The statistical analysis of the proposed LWBA algorithm and the collected dataset are tabulated in Tables 5 and 6. It indicates the performance of the proposed algorithm as well as the existing collected dataset in terms of mean, standard deviation and range. The time complexities of all the stated algorithms are examined. The time complexity of the proposed LWBA algorithm is 4.2809 sec, whereas the time complexity of the existing RT is 5.2801 sec, SVM is 6.837 sec and the LR is 5.6302 sec. The LWBA enhances the performance of bat and levy optimization approaches. Hence, it effectively works on the local optima problem, and speeds up the rate of convergence. By summarizing the above results, it is clear that the proposed LWBA algorithm provides optimum parameters regarding the agriculture field and it also enables effective smart irrigation. The farmers can irrigate the land-field according to the prediction output of the LWBA.

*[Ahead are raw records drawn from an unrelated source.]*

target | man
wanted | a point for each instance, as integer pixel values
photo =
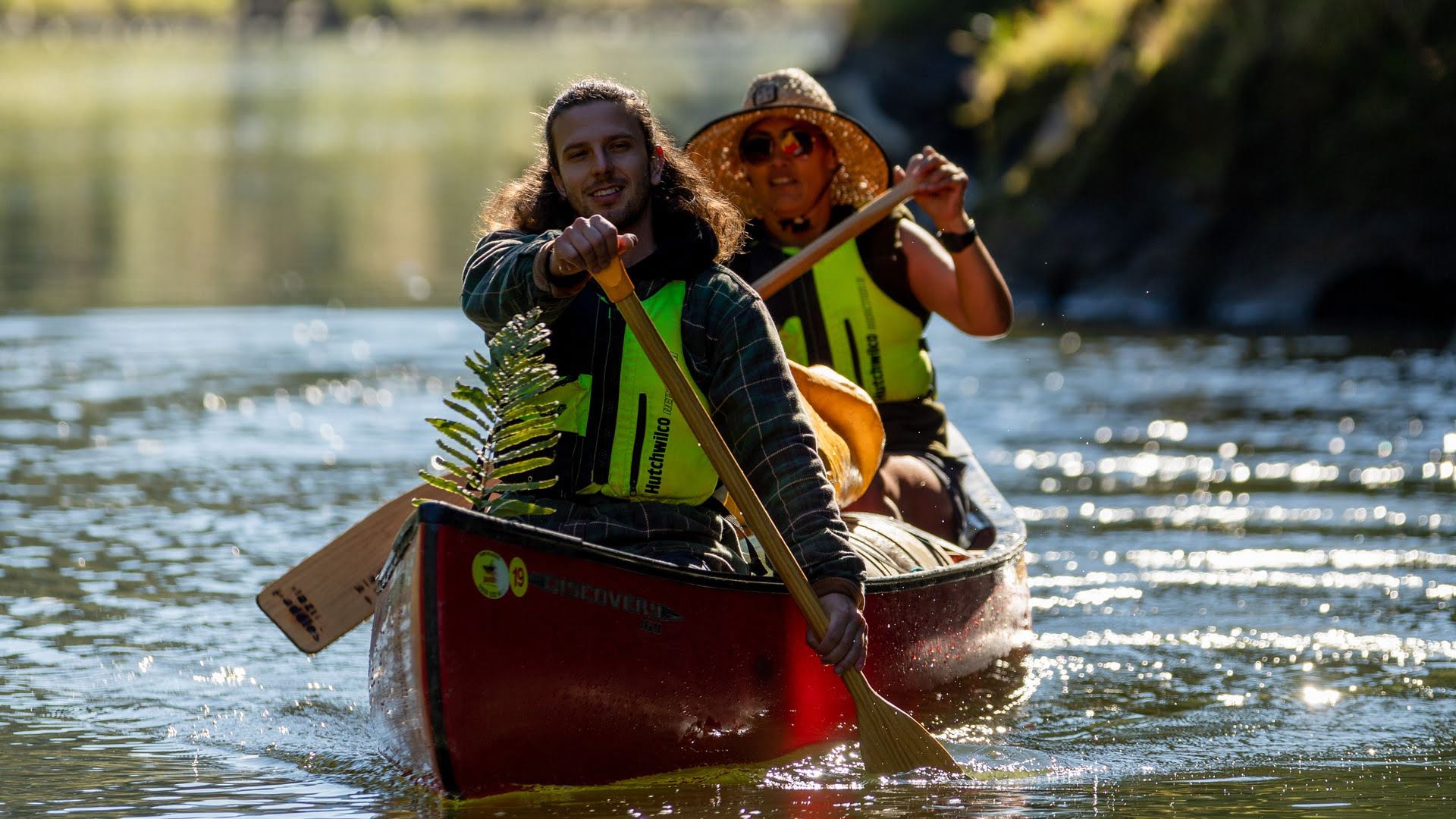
(797, 167)
(629, 471)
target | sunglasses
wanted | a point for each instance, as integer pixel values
(758, 146)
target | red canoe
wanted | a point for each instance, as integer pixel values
(507, 654)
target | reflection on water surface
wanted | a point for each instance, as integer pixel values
(1232, 613)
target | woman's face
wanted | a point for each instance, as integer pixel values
(788, 164)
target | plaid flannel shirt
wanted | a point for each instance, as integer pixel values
(733, 353)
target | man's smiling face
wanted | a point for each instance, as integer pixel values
(603, 164)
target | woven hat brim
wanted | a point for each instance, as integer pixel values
(865, 167)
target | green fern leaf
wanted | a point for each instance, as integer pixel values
(506, 426)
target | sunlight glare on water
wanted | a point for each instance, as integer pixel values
(1225, 608)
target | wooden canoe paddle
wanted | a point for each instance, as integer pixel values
(331, 592)
(890, 741)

Statistical Analysis of Collected Data
Statistical Analysis of LWBA Algorithm
This article has suggested an LWBA optimization algorithm with IoT-based architecture for high-precision large-scale agriculture. This proposed architecture effectively improves the performance parameters in two phases. In the first phase, well-defined TDMA-based slot allocation avoids the collision and it simultaneously prevents retransmission. Periodic ON and OFF schedules provide efficient energy utilization between parallel network nodes and experience optimization issues. A prototype model has been implemented to collect data from the application environment. To optimize the predicted result, an LWBA is built. Various error models are evaluated to analyze the LWBA algorithm’s performance with different optimization algorithms, namely LR, Regression Tree, and SVM. Simulated results show that the LWBA experiences much smaller errors of RMSE (3.6029), MSE (12.981) and MAE (1.3211) and a high R2 (0.89) than the other three algorithms for soil moisture and humidity. The simulated result of this proposed LWBA provides exact landscape information to the farmers with greater accuracy. Further, this work can be extended to develop the user end module with actuator invoking mechanisms.
Conflict of interest
The authors declare that they have no conflict of interest.